Six years ago, I traveled to East Africa to interview Congolese women fleeing the armed conflict in the Democratic Republic of Congo (DRC). I was fueled by my desire to tell the story of war, but through the eyes of women, who as we know rarely start conflicts, but inevitably find themselves right smack in the middle of them. I was interested in giving voice and audience to African women living in the shadows of war.
The circumstances in the DRC are complicated; there is a slow simmering armed conflict that continues to be fought on several fronts, even though the war officially ended in 2002. You have one war being fought for natural resources between militias funded by the government and industry; you have the remnants of an ethnic war, which is the residue of the genocide in Rwanda that spilled over the border into Congo; and then you have the war that I examine in my play Ruined, which is the war being waged against women. To throw some statistics at you, according to International Rescue Committee, nearly 5.4 million people have died in that country since that conflict began; every month, 45,000 Congolese people die from hunger, preventable disease, and violence related to war. The fact is the war in the Congo is the deadliest confl ict since World War II. It is sometimes called World War III, because of the international interests that fuel the conflict in order to exploit the land, which is rich in minerals such as gold, coltan, copper, and diamonds.
In 2004, I went to East Africa to collect the narratives of Congolese women, because I knew their stories weren’t being heard. I had no idea what play I would fi nd in that war-torn landscape, but I traveled to the region because I wanted to paint a three-dimensional portrait of the women caught in the middle of armed conflicts; I wanted to understand who they were beyond their status as victims.
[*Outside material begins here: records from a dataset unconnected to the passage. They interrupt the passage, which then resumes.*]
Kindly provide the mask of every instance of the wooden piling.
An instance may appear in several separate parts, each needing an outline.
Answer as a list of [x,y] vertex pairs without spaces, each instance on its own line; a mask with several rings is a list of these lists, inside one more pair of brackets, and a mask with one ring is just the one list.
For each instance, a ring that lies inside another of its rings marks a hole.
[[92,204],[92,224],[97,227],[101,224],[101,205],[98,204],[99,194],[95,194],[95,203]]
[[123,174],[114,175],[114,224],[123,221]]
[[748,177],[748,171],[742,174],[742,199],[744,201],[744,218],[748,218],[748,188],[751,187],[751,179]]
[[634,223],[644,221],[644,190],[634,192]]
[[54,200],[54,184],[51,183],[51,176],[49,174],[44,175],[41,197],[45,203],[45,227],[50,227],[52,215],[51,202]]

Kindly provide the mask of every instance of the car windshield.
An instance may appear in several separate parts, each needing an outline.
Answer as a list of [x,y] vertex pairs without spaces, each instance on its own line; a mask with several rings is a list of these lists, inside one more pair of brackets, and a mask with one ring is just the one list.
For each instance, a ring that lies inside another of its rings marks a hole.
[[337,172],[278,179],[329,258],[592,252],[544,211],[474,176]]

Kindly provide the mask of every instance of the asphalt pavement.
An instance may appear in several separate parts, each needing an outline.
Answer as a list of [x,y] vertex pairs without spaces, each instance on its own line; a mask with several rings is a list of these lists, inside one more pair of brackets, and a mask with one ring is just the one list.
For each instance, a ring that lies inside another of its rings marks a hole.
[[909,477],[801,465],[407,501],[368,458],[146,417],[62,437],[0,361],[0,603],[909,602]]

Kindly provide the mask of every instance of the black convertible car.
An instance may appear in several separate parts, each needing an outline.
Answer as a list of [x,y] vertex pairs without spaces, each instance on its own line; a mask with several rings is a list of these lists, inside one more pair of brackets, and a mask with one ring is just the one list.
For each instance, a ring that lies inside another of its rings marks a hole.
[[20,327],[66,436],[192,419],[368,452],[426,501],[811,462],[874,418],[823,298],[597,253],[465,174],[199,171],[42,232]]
I was surprised by the number of women who readily wanted to share their stories. One by one, through tears and in voices just above a whisper, they recounted raw, revealing stories of sexual abuse and torture at the hands of both rebel soldiers and government militias. The word rape was a painful refrain, repeated so often it made me physically sick. By the end of the interviews, I realized that a war was being fought over the bodies of women. Rape was being used as a weapon to punish and destroy communities. In listening to their narratives I came to terms with the extent to which their bodies had become battlefields.
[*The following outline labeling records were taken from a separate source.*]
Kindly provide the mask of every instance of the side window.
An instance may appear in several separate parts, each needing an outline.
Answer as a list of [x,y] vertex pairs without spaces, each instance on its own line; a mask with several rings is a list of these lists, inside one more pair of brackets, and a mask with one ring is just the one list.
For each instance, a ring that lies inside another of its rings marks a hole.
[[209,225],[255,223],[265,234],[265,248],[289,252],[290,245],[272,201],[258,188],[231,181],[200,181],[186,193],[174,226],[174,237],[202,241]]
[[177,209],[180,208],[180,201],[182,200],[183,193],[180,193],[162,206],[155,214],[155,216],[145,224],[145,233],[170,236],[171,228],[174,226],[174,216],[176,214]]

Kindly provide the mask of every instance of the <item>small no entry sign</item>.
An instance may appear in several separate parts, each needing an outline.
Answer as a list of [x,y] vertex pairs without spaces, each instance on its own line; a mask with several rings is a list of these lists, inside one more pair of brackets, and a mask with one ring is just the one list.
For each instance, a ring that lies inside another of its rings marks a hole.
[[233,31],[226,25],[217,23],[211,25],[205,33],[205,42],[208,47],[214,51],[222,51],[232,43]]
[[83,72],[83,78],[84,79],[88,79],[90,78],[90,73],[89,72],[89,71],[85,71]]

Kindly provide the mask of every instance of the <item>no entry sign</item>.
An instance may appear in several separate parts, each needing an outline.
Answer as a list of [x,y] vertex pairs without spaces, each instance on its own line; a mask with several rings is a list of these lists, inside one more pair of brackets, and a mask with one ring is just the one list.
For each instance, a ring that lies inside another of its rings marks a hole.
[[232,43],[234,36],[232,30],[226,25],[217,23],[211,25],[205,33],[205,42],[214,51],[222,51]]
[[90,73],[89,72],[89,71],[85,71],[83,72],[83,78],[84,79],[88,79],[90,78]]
I remember the strong visceral response that I had to the very first Congolese woman who shared her story. Her name was Salima, and she related her story in such graphic detail that I remember wanting to cry out for her to stop, but I knew that she had a need to be heard. She’d walked miles from her refugee camp to share her story with a willing listener. Salima described being dragged from her home, arrested, and wrongfully imprisoned by men seeking to arrest her husband. In prison she was beaten and raped by five soldiers. She finally bribed her way out of prison, only to discover that her husband and two of her four children were abducted. At the time of the interview she had still not learned the whereabouts of her husband and two children. I found my play Ruined in the painful narratives of Salima and the other Congolese women, in their gentle cadences and the monumental space between their gasps and sighs. I also found my play in the way they occasionally accessed their smiles, as if glimpsing beyond their wounds into the future.
In Ruined, Mama Nadi gives three young women refuge and an unsavory means of survival. As such, the women do a fragile dance between hope and disillusionment in an attempt to navigate life on the edge of an unforgiving conflict. My play is not about victims, but survivors. Ruined is also the story of the Congo. A country blessed with an abundance of natural beauty and resources, which has been its blessing and its curse.